Я поймала на себе взгляд Ванды и тут же проглотила недовольный, пахнущий пастрами, ком. Смутившись, я перевела взгляд на Аманду, и та показалась мне какой-то бледной, слишком… Я бы тоже стала нервничать, ведь я до сего момента тоже была уверена, что рожать она будет со своим врачом. Ванда открывала неизвестные нам горизонты.

– Запомните, что роды – это процесс, который идёт лучше и естественнее, если роженица помогает сама себе и малышу, правильно двигаясь, дыша, расслабляясь, пережидая схватки… Паниковать раньше времени не надо, потому что все эти секреты я расскажу на наших следующих занятиях.
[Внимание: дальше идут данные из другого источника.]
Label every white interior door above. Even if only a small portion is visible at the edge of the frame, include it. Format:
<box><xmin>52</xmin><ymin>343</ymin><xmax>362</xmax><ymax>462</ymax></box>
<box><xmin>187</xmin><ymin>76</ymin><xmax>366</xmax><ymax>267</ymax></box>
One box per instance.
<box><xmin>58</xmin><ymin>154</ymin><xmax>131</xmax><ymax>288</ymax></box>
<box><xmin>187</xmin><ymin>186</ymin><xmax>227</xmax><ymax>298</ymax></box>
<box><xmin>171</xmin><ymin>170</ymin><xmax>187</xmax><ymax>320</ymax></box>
Сейчас же наши дорогие партнёры должны запомнить, что на них целиком возлагается роль поддержки. Но, как я уже сказала, роды – процесс непредсказуемый, и может пойти совсем по иному сценарию, и тогда несправедливо ожидать, что партнёр будет точно знать, как лучше всего поддержать роженицу. Неудивительно, что в большинстве крупных госпиталей от четверти до трети женщин, которые вошли в роды сами или через стимуляцию, рожают экстренным кесаревым! Именно такая неутешительная статистика привела к появлению новой профессии – дуола.